Categories Edge Computing News  |  Hardware

Semiconductor products provider Ambarella has unveiled its new CV3 AI (artificial intelligence) domain controller family during CES 2022.

Part of Ambarella’s scalable and power-efficient CVflow family of SoCs (system on a chip), the new components are designed to provide the automotive industry with high AI processing performance.

The components also enable centralized, single-chip processing for multi-sensor perception, such as high-resolution vision, radar, ultrasonic, and lidar, among others, together with deep fusion for multiple sensor modalities and AV path planning.

According to Ambarella, by using CV3 AI, it is possible to build autonomous driving (AD) systems from basic Advanced Driver Assistance Systems (ADAS) to Level 4 AVs, supporting the full range of viewing, recording, sensing and path planning applications with greater levels of environmental perception, particularly in challenging lighting, weather, and driving conditions.

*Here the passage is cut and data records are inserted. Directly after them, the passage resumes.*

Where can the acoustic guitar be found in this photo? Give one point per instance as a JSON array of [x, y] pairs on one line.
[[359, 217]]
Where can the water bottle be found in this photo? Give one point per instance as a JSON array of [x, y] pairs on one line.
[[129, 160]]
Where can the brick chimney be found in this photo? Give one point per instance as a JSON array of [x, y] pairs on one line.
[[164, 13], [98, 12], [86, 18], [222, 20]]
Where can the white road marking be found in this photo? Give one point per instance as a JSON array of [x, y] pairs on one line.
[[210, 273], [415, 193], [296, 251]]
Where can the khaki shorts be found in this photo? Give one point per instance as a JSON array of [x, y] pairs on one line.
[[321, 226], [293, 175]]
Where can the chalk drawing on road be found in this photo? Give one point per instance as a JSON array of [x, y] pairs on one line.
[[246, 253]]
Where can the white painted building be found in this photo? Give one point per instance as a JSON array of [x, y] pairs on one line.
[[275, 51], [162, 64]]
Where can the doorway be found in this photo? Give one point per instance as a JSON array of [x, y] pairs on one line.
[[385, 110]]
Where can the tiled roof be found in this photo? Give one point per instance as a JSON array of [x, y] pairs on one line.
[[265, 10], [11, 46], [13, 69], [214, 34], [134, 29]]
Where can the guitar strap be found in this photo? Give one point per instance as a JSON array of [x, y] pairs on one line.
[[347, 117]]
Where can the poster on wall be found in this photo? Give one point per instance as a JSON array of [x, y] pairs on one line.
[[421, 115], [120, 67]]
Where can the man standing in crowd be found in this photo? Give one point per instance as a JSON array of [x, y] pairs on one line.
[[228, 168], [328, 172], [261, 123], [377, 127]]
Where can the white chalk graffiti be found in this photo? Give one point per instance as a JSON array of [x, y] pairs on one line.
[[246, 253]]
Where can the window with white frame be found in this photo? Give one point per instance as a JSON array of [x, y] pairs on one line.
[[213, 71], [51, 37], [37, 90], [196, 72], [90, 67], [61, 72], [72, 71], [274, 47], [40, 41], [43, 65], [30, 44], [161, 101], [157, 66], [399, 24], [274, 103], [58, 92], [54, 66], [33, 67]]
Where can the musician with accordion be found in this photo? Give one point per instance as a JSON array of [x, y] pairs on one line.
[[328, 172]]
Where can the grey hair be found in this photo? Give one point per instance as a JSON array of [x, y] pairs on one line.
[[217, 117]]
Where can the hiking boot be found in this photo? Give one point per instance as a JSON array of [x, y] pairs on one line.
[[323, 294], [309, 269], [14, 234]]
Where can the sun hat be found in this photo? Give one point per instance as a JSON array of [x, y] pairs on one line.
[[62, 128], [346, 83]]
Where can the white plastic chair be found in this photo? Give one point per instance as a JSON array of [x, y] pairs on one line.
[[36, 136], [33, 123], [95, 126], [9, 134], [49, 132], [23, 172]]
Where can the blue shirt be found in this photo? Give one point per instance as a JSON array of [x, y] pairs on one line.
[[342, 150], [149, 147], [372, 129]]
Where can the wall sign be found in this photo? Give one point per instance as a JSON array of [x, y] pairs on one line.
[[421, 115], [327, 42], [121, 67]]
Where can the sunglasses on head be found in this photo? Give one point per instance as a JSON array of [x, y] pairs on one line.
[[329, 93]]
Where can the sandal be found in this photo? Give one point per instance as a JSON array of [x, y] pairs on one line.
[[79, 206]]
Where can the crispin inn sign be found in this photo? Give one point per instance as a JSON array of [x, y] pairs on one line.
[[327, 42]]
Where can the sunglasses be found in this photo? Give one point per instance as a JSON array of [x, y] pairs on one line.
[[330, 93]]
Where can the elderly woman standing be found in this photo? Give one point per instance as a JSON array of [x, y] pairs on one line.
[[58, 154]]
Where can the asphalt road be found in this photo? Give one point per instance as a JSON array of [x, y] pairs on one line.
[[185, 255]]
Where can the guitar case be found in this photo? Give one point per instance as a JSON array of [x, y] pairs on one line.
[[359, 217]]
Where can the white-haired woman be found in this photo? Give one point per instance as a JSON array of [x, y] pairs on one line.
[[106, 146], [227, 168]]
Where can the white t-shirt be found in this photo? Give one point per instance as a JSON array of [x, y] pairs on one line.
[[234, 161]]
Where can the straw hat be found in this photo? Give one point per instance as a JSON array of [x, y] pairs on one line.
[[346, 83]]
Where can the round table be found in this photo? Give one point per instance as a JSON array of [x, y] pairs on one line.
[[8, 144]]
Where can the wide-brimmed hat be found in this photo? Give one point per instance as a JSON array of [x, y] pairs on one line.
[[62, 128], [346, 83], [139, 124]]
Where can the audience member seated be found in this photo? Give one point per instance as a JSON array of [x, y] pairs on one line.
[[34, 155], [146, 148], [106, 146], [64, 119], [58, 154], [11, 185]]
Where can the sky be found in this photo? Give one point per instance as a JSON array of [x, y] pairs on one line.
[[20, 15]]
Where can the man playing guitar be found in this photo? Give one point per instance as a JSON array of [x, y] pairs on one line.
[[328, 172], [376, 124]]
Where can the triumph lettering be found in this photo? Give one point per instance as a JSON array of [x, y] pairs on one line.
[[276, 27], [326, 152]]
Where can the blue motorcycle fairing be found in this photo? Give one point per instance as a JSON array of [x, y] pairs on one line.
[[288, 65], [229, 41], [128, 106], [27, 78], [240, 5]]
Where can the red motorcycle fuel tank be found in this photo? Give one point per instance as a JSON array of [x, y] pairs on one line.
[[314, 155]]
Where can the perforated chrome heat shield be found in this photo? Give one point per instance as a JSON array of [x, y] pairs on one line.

Autonomous driving standards. Source: NHTSA

“With our new CV3 AI domain controller family, we are now capable of running the full ADAS and AD stack with a single chip, while providing unprecedented performance and power efficiency,” explained Ambarella CEO Fermi Wang.

The flexibility of the new components means automakers won’t need different software development stacks for their entry-level, mid-range, and premium vehicles, and instead use Ambarella’s unified CVflow platform across all models.

This will not only help save engineering costs but also enable faster responses to market trends.

Featuring up to 16 Arm Cortex-A78AE CPU cores and up to 500 eTOPS, the domain controllers can offer a 42x increase over Ambarella’s prior automotive family, as well as up to a 30x boost in CPU performance over the prior generation in support of autonomous vehicle (AV) software applications.

Ambarella said that the CV3 family’s hardware scalability could also enable automakers to unify their software stacks across their entire retail portfolios while reducing the cost and complexity of software development.

Since it integrates Ambarella’s next-generation ISP,  a single CV3 can simultaneously support up to 12 physical or 20 virtual cameras, processing the entire sensor suite by itself.

For context, for typical L2+ deployments, roughly ten cameras, five radar modules, and several ultrasonic sensors are needed.

Finally, the new components are compatible with Ambarella’s flexible CVflow AI platform, which provides customers with several software options from partners, working closely with the company to port and optimize their applications.

“Through enhancements to our on-chip ISP, along with simultaneous radar processing that can take advantage of our Oculii adaptive AI algorithms, Ambarella is helping the automotive industry unlock greater levels of perception accuracy across all environmental conditions to realize the promise of autonomous driving,” Wang concluded.

Ambarella’s AI chips were also integrated into Yandex’s SignalQ2 camera last September, following a strategic partnership between the companies.